Here we go again. This time, I am asking about the Young Avengers. I have no problem with a team of teenagers styled (more or less) after the Avengers. Kate Bishop and Patriot are very intriguing characters – though by now Patriot is a full-fledged Avenger and Kate is still too young for that. Having Cassie Lang become a super heroine was a nice touch, and I hope that she comes back at some point. (I am well aware that hardly anyone in Marvel comics is permanently killed.)
No, my problem this time is the temptation some may have to turn the Young Avengers into sidekicks for the Avengers. This seems to be the direction things are headed, with Hawkeye pushing the rest of the team to mentor the youths.
Don’t misunderstand; giving the Young Avengers lessons in the dos and don’ts of super hero life is fine. But having them tag along behind a particular Avenger on a mission (as Kate Bishop recently did with Hawkeye) is walking into the territory of DC comics.

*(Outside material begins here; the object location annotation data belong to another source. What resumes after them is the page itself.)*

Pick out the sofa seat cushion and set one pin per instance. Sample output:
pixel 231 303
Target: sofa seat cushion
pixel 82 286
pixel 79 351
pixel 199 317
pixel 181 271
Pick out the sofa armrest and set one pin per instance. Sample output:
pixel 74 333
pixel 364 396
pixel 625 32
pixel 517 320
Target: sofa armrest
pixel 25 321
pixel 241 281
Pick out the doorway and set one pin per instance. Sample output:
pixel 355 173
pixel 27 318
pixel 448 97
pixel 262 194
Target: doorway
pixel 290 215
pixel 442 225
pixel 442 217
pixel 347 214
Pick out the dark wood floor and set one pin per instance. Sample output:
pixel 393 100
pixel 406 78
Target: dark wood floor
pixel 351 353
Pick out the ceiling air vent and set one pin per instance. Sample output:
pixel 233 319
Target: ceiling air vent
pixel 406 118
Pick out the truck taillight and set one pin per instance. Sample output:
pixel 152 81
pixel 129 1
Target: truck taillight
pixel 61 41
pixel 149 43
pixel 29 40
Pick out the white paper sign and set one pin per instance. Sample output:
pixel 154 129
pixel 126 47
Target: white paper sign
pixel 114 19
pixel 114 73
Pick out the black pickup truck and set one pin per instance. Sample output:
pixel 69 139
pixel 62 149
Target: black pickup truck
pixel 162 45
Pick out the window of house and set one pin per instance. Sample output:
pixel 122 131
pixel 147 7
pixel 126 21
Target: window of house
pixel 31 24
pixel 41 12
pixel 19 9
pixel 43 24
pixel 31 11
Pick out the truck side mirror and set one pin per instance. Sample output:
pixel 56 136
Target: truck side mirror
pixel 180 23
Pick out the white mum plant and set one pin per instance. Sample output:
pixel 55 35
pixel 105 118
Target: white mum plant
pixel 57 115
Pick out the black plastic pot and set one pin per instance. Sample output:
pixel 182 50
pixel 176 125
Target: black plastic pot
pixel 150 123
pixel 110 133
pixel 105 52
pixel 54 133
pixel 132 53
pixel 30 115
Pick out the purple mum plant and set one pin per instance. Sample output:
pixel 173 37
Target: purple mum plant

With all due respect, why not make it official that the Young Avengers, while still under the umbrella of the actual Avengers, are not sidekicks? After all, that’s what others did with Professor Xavier’s New Mutants. They were taught at the X-Mansion, by X-Men, but one New Mutant was never attached to one X-Man as a combat partner unless the two teams were in the same fight and battle required it. The same set up could work out this way for the Avengers.
The reason I bring this up is sidekicks are to superheroes what adverbs are to verbs: crutches. Adverbs are used to prop up a weak verb. So sidekicks, from time to time, are used to prop up superheroes.
This, to me, seems to be another reason why Stan Lee ‘killed’ off Bucky Barnes in the early comics. Captain America was already a strong character by the time Lee made Bucky’s demise official. So if he was always checking on Bucky’s condition or was looking to him for advice every second panel, it would have diminished Cap’s ability to stand on his own. And so, just as Batman frequently has to take care of Robin, Cap would have been in similar situations fairly often with Bucky.
Understandably, this would not have worked for Cap. Steve Rogers had to be, and still must remain, a leader in his own right. He couldn’t and can’t keep second guessing himself every few panels, especially not to a fifteen year old boy. It would have been ridiculous and demeaning to the character if Lee had left Bucky in the story. So Stan Lee tossed Bucky out; and Bucky has subsequently returned to the comics as the Winter Soldier, a rather strong character in his own right. Cap and Bucky remain on good enough terms with each other, but one no longer acts as a crutch to the other.
The Young Avengers, to my mind, should be given a similar durability test. The Avengers are strong enough that saddling them with a sidekick would be both silly and humiliating.